UNM political science professor Tim Krebs said with this much funding, candidates will be sending targeted direct mail to people in the district.

“Defeating incumbents is difficult,” Krebs said. “Challengers need to make the case against the incumbent.”

Each candidate has spent more than $20,000 on mail since September. The candidates’ mail will be targeted towards independent voters and people weakly identified with their party, Krebs said. About 20 percent of New Mexico voters declined to state a party affiliation and according to Pew Research, tend to be younger. Of the 20,600 registered voters in the district, about 13 percent are age 18 to 25.

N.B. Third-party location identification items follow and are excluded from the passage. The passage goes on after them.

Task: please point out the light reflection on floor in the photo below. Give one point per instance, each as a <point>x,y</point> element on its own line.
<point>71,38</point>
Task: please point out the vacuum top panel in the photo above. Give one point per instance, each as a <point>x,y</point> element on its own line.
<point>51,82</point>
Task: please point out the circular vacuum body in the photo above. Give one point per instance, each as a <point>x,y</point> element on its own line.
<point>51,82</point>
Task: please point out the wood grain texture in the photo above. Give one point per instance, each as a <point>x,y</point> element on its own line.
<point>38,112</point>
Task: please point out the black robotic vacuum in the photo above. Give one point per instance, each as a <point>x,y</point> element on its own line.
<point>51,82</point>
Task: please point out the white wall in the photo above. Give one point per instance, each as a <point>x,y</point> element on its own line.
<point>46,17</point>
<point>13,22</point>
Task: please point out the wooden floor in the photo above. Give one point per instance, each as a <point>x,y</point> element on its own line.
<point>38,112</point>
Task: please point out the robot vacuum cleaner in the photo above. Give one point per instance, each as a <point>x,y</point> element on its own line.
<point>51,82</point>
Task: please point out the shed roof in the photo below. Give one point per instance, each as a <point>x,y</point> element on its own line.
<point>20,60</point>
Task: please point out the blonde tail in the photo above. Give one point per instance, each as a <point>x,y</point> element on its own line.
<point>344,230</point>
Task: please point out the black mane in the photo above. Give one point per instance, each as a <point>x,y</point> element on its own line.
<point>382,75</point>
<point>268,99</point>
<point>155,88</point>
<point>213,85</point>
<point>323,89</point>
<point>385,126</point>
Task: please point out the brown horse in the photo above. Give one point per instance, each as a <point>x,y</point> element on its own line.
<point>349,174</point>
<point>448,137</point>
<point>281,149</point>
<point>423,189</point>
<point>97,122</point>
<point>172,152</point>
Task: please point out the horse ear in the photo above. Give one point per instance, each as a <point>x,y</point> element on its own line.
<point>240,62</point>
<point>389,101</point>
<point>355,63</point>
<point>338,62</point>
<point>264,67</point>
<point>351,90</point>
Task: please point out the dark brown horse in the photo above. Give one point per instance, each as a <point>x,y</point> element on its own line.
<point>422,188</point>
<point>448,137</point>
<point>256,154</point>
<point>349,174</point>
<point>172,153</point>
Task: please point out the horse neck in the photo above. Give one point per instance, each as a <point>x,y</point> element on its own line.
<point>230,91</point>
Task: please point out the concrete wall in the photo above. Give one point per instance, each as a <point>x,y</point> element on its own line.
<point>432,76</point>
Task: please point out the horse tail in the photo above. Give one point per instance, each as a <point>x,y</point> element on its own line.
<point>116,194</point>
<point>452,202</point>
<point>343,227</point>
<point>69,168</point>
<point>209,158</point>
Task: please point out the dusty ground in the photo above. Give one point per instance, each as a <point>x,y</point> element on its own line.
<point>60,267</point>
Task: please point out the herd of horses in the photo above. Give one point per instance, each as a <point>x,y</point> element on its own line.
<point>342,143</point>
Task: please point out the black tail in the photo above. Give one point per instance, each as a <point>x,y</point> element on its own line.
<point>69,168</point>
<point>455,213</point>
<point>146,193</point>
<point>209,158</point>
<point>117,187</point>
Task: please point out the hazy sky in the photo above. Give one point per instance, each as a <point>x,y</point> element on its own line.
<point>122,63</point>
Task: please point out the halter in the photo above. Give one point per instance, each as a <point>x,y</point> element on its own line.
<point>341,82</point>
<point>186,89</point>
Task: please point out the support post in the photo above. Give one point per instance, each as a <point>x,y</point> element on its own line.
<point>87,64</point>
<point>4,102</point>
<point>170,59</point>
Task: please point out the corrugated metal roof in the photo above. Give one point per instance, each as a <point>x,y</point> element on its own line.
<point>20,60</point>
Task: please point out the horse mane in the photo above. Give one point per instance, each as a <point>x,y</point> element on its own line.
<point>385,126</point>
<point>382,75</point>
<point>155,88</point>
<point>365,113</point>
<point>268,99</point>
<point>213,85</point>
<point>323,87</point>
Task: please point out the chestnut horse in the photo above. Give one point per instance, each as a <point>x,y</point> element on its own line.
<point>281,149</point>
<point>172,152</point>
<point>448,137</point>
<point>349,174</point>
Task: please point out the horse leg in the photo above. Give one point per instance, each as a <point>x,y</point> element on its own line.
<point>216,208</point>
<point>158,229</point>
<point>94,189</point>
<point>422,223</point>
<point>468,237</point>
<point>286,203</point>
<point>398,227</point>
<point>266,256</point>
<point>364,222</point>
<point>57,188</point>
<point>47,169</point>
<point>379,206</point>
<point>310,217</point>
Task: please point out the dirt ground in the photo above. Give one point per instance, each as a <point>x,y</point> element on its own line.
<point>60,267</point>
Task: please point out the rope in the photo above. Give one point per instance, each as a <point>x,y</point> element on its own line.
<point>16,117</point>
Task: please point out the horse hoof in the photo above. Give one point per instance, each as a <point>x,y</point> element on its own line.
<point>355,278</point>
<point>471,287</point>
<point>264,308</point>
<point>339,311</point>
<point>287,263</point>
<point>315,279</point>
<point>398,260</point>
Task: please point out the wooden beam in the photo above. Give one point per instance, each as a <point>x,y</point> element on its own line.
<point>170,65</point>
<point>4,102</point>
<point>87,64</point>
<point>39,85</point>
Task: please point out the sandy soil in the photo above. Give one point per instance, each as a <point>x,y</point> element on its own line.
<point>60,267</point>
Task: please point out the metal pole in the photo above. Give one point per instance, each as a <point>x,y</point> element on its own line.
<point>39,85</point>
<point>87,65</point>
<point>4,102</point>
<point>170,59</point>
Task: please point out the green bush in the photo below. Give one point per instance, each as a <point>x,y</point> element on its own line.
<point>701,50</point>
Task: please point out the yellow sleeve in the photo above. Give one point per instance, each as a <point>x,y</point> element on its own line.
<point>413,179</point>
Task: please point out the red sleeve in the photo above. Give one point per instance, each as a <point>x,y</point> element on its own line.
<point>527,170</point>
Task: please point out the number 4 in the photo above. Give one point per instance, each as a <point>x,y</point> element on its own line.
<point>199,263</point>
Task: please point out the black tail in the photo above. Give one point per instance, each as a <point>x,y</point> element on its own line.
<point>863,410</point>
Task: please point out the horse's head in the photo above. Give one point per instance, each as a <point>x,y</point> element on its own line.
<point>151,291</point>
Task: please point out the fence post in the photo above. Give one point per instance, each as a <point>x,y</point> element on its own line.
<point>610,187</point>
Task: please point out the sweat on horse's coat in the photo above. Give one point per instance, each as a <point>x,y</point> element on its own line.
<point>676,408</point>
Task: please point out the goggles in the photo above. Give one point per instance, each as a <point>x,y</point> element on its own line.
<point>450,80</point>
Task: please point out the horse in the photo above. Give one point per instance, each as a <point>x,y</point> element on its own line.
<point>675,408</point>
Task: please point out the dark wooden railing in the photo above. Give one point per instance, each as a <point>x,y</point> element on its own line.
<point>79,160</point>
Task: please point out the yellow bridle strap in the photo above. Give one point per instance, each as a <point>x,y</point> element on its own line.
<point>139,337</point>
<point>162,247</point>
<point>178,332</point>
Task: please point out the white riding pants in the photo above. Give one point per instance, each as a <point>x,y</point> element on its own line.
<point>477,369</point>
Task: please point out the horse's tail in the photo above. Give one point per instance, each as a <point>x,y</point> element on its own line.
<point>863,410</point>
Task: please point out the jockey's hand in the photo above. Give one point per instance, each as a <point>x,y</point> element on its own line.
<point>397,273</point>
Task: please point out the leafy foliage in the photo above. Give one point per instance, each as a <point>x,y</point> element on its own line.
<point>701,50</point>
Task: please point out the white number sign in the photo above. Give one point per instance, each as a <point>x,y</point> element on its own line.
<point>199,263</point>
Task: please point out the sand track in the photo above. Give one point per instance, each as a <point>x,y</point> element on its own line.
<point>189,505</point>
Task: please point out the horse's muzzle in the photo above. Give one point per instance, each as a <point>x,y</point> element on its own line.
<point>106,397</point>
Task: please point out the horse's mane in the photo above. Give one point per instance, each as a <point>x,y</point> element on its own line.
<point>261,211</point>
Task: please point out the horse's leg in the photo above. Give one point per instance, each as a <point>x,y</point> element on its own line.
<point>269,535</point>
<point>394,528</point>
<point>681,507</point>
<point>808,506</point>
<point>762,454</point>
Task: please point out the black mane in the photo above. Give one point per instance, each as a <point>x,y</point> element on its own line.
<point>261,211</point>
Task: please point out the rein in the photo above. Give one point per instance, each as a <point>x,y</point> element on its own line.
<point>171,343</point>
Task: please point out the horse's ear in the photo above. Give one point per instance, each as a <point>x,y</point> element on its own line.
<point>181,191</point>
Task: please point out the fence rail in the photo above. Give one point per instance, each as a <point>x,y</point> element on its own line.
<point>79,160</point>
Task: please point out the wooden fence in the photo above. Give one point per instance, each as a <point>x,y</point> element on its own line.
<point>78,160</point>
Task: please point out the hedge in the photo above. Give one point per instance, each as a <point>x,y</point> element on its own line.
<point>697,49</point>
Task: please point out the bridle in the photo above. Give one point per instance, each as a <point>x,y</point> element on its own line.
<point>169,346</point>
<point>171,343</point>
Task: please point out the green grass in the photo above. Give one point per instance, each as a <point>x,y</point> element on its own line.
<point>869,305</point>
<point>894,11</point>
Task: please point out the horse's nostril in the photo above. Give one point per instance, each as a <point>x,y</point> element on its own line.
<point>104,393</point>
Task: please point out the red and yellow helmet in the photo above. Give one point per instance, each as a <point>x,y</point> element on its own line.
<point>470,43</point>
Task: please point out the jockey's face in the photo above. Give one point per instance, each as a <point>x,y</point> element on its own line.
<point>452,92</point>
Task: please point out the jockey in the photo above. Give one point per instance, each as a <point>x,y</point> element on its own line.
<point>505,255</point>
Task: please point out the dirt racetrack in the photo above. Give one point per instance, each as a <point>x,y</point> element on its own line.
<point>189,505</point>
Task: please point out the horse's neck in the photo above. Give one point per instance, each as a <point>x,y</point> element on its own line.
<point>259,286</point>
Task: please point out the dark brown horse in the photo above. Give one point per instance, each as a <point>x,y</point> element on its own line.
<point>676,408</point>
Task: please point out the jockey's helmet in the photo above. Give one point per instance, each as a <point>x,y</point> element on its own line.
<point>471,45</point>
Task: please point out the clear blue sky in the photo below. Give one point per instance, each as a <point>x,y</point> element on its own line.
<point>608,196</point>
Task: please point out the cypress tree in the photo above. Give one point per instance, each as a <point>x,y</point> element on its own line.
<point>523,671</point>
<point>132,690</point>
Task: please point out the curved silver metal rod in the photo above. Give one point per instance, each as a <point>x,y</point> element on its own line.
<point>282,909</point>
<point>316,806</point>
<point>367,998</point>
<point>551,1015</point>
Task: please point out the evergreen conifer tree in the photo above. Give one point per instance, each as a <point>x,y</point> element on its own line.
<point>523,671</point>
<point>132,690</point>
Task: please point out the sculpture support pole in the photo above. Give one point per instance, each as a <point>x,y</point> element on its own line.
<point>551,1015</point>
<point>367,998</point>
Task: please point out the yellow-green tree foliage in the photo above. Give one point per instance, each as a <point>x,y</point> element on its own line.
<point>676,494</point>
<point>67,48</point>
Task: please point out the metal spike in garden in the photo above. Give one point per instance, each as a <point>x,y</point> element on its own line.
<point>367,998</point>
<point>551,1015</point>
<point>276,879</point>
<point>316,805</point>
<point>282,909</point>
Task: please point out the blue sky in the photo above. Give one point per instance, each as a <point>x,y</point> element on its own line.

State Sen. Bill O’Neil, who represented the district in 2008, said he has noticed the competitiveness of the race.

“It’ll be close,” he said. “I’ve gotten eight pieces of mail in the last two weeks. That lets you know how badly each one wants this seat.”

In the 2012 election, Kane raised more than $126,000, the sixth highest of candidates that year. In that race, she raised and spent the most money after Oct. 1, buying an ad in the Albuquerque Journal and focusing on canvassing.